The battle between the sexes continues unabated in T. C. Boyle’s latest novel. Decked out as a thriller— complete with a heroine thirsting for justice, a wily villain scrambling to stay one step ahead, cross-country chases, and close escapes—it is also another T. C. Boyle story of relationships gone awry, of strong women and the slightly awestruck men who orbit them. (The eternal mystery of Woman has always fascinated Boyle; most of his novels exalt females as somehow more-than-human presences who dwell among lesser, mortal males.)
by T. C. Boyle
The strong woman in question this time around is a deaf English teacher with a brittle personality, a chip on her shoulder, and a formidable will. Unlike most Boyle heroines, she’s not very likable, but she does elicit a certain grudging respect. (Her sidekick/boyfriend, an affable nonentity, serves mainly as a foil.) The real star is her nemesis, a slick crook building a career as an identity thief. By turns conciliatory and vengeful, doting and irresponsible, debonair and crude, he steals her identity and your sympathy; when their paths finally cross, you’re rooting for them both.

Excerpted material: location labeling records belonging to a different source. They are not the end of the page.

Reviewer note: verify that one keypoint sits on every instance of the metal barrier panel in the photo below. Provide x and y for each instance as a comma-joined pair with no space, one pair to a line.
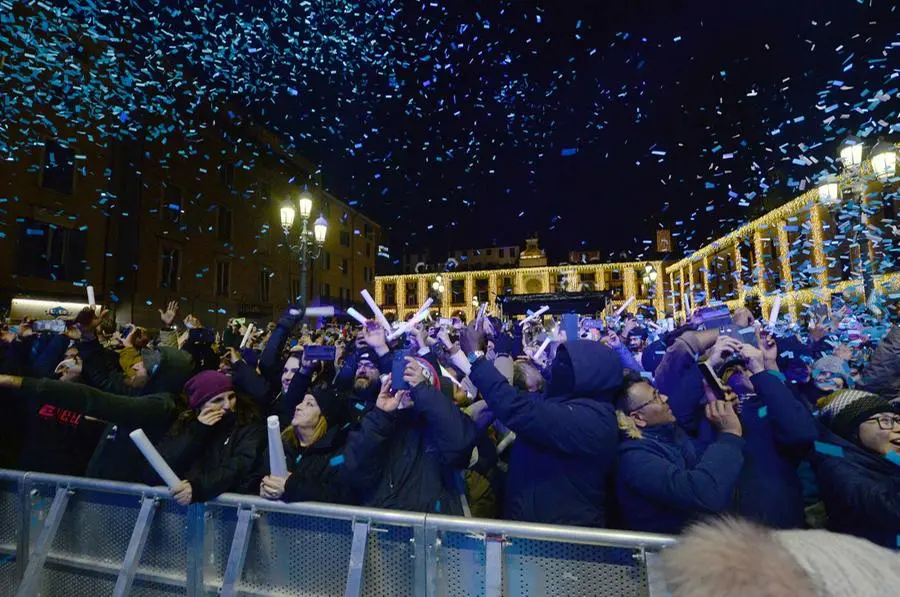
11,566
537,559
88,551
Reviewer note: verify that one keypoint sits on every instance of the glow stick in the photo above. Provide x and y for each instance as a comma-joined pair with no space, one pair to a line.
356,315
408,325
277,461
376,311
624,306
247,334
312,312
155,459
536,314
773,312
537,354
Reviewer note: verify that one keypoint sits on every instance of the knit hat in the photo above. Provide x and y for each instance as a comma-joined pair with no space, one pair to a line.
331,403
844,410
833,364
152,358
128,358
206,385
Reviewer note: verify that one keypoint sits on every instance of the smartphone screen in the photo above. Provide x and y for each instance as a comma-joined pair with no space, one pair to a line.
712,380
397,368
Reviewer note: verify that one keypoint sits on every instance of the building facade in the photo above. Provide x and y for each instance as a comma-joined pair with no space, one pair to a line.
830,239
401,296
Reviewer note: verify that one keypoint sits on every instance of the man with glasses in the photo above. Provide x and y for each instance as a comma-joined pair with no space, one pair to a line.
858,465
661,483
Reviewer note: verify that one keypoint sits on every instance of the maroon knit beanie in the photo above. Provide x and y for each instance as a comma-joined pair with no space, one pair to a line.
205,386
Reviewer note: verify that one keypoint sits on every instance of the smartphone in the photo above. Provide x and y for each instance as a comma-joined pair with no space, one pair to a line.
712,380
57,326
397,368
319,352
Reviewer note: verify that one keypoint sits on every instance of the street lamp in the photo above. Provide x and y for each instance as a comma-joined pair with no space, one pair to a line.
307,236
884,160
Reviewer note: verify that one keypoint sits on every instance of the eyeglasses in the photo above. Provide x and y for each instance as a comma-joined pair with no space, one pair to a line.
885,422
657,397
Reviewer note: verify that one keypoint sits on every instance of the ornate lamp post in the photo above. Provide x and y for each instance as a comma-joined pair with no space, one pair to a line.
303,248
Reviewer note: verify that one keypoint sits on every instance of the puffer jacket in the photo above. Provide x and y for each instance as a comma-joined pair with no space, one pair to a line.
566,441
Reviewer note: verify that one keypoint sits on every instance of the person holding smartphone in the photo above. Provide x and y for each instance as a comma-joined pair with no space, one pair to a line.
662,484
408,451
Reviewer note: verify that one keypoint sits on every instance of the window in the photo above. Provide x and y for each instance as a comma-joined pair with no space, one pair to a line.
482,290
48,251
265,280
170,268
223,223
223,278
172,204
390,294
58,169
226,174
457,292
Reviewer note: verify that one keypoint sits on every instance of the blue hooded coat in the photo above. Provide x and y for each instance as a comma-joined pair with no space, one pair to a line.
566,441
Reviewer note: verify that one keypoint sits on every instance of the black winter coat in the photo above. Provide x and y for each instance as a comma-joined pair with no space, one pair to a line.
215,459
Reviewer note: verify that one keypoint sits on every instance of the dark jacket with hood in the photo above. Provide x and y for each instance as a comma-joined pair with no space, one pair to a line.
662,485
215,459
566,441
861,491
411,459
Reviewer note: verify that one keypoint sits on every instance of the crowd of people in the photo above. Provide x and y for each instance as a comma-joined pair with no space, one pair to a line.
636,424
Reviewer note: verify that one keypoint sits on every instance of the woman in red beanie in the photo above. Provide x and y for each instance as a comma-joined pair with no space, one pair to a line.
217,444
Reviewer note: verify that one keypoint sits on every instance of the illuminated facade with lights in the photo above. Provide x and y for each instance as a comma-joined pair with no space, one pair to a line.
827,240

Compelling characters, a plot built for speed, a canvas that stretches coast to coast—all the ingredients for a gripping tale are here. Yet Boyle is his own worst enemy. The novel is really about communication, and how difficult it is. (The heroine is deaf, get it?) This theme—belabored yet undeveloped—smacks of the belief that all literary fiction must first instruct, then maybe entertain. Boyle’s fatal addiction to adjectival clauses and piled-on explanatory metaphors slows the story down even more. And under the made-for-TV script and lumbering prose lurks an essentially adolescent vision of male-female relations: women are enigmatic forces of nature that no man can hope to understand, let alone control. Still the bright young Turk, Boyle may have grown older, but he has yet to grow up.